- This week's Economist carries a half-page ad for controversial crypto project HEX.
- The founder claims that it will go up in value in the future, a sign that the project should have been registered as a security.
- The project relies on a referral structure that rewards early investors, another worrying sign.
The Economist has advertised the controversial crypto project HEX, which has been widely derided by many in the cryptocurrency industry as an unregistered security and a possible pyramid scheme.
The Economist’s half-page ad, which claims that the price of the HEX token rose 11,500% in 129 days, was spotted in the US Edition of this week’s print issue, by Brad Michelson, US marketing manager at crypto exchange eToro.
Others subsequently posted images of HEX ads seen on London buses and black cabs, and even at an English Premier League soccer game.
Hating on HEX
HEX has been met with suspicion from many in the crypto community, who believe it’s just a get-rich-quick scheme for founder Richard Heart, for a variety of reasons.
HEX is designed to most reward those who acquire tokens early on, those who stake more for longer and those who refer others. This structure has led to allegations that it’s little more than a pyramid scheme.

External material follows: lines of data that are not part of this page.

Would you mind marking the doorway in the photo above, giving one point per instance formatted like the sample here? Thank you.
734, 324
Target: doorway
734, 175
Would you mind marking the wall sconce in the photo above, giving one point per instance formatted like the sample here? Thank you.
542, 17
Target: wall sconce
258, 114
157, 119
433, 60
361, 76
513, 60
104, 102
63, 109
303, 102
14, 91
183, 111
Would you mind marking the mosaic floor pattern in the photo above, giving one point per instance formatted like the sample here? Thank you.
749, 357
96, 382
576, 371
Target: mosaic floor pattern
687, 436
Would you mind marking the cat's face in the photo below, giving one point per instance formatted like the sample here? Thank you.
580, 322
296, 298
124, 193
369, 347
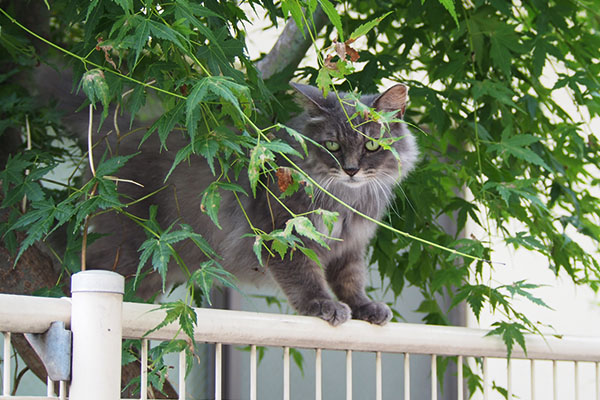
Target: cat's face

The token’s distribution, as an airdrop to Bitcoin holders, created an instant user base of millions, and HEX is sold as a high-interest account where users must give up ownership of their funds.
But Heart’s claims that HEX will increase faster in value than any other token in history are perhaps the main reason many are skeptical. A similar claim was put forward by Carlos Matos, an evangelist and investor for Bitconnect, another cryptocurrency-promising, high-yield investment that saw a spectacular collapse.
The Economist’s decision to publish the HEX ad was met with disgust by Mati Greenspan, founder of analytics startup Quantum Economics, who said that he would be canceling his subscription to the publication. And there was disbelief by popular crypto trader Scott Melker.
To remove any room for doubt, Nic Carter, co-founder of crypto data startup Coin Metrics, posted an image of his own copy of the Economist, confirming that the ad was not photoshopped. However, it’s not featured in the UK edition.
But HEX fans didn’t waste the opportunity to pile into the debate and praise the project. They highlighted that HEX had undergone three audits, which they argue provides some credibility.
HEX now has a market cap of more than $1 billion—an increase of $500 million in two months.
It continues to be listed on more crypto exchanges, but not without some pushback. At the end of last year, former Bitcoin.com CEO Stefan Rust was forced to defend his decision to allow trading of HEX.
The project’s massive, mainstream advertising campaign is obviously designed to buy credibility, as well as investors.
With reputable publications such as The Economist now on board, DYOR—or “doing your own research”—is more vital than ever.
A previous version of this article referred to Carlos Matos as a Bitconnect founder.